70 Ways to Mess Up Your Medications
70 Ways to Mess Up Your Medications
CHOOSING A MEDICATION AND ITS DOSE AND SCHEDULE
1. The wrong diagnosis is made.
2. The wrong pharmaceutical is chosen to treat a condition.
3. The wrong dose is calculated for a pharmaceutical.
4. The wrong schedule is chosen for a pharmaceutical.
ORDERING A MEDICATION
5. Physician may make incorrect TDS order/entry.
6. A verbal order is misunderstood.
7. A verbal order is mistranscribed onto the NCR order form.
8. A verbal order is not written.
9. A written order is written incorrectly.
10. A written order is illegible.
11. A written order is misread.
12. A written order is mistranscribed into the Kardex and medication administration record in a manual system.
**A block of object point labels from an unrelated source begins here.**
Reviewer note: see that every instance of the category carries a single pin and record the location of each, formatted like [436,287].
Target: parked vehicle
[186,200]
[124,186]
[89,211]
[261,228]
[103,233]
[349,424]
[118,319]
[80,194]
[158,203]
13. A written order is mistranscribed into TDS.
14. A order is mistranscribed into HP CareView.
15. Nurse does not check summary of order transcription when entered by the unit secretary.
16. Order delivery to pharmacy is delayed.
17. Order is not faxed to pharmacy.
18. There are too many ways to order a medication.
19. MAPS should be incorporated into the medication ordering process.
20. TDS miscellaneous scheduling function omission errors need to be reduced.
DISPENSING A MEDICATION
21. Pharmacist makes error in entering order into TPN system.
22. Pharmacist makes error in checking TPN order entry.
23. CAPS makes error in preparing TPN.
24. Pharmacist makes error in checking oral/intravenous medication order.
25. Pharmacist makes error in entering order into oral/intravenous system.
26. Pharmacist makes error in filling the prescription.
27. Pharmacist makes error in checking the filled prescription against the order and labels.
28. Pharmaceutical delivery to nursing unit is delayed.
29. Pharmacist makes error in checking order for a pharmaceutical available Pyxis.
30. Pharmacist makes error in calculation when checking order for a pharmaceutical available in Pyxis.
31. The TPN and oral/intravenous medication computer systems are separate.
32. TPN-medication interactions may be difficult to identify.
ADMINISTERING A MEDICATION
33. Nurse leaves a medication off the doses due list.
34. Nurse determines wrong time for administration.
35. Medication is overlooked on the nursing unit.
36. Nurse chooses wrong medication from Pyxis.
37. Medication is stored improperly on the nursing unit.
38. Medication may be missed on the nursing unit since there are so many locations to check.
39. Nurse or physician does not check if medication is the right drug and right route.
40. Nurse or physician makes mistake in checking if medication is the right drug and right route.
41. Nurse or physician may choose wrong route of administration.
42. Nurse or physician does not follow drug-specific guideline.
43. Drug-specific guideline is not available.
44. Nurse or physician misidentifies patient to be given a pharmaceutical.
45. Patient is not available for pharmaceutical administration.
46. Nurse or physician misidentifies patient to be given a pharmaceutical.
47. No check for correct dilution of medication.
48. Administration of drug may be too fast or too slow.
49. Administration of pharmaceutical is not documented in the medication administration record.
50. Pyxis has very little oversight by Pharmacy.
MONITORING FOR MEDICATION
51. Medication error is missed.
MONITORING FOR ADVERSE DRUG REACTIONS
52. Adverse drug reaction is missed.
53. Adverse drug reaction is attributed to another etiology.
54. Reaction may be viewed as expected rather than an adverse drug reaction.
55. Adverse drug reaction is not documented on patient record.
56. How do we provide feedback to those involved in medication errors and adverse drug reactions?
57. How are patients identified who have had an adverse drug reaction such as an allergic reaction to a medication?
OPERATING & RECOVERY ROOMS
58. In the operating room, anesthesia dispensing of drugs is not checked by pharmacy or ursing.
59. In the operating room, the anesthetist may give the wrong drug.
60. In the operating room, the anesthetist may give the wrong drug.
61. In the operating room, the surgeon may choose the wrong route.
62. In the operating room, the anesthesia preparation of drugs is not checked by pharmacy or nursing.
63. In the operating room, the anesthetist may make the wrong dilution.
64. In the operating room, the nursing preparation of a medication is not checked.
65. In the recovery room, the pharmacist may make an error in preparing the medication.
66. Delivery of the medication from the pharmacist to the recovery room may be delayed.
67. In the recovery room, the nurse or physician may forget to check the safety and appropriateness of a drug.
68. In the recovery room, the nurse or physician may improperly check the safety and appropriateness of a drug.
69. In the recovery room, the nurse or physician may miss a safety or appropriateness problem of the drug.
70. In the recovery room, there is no double check on the nurse/physician check of a drug once delivered from the Pharmacy.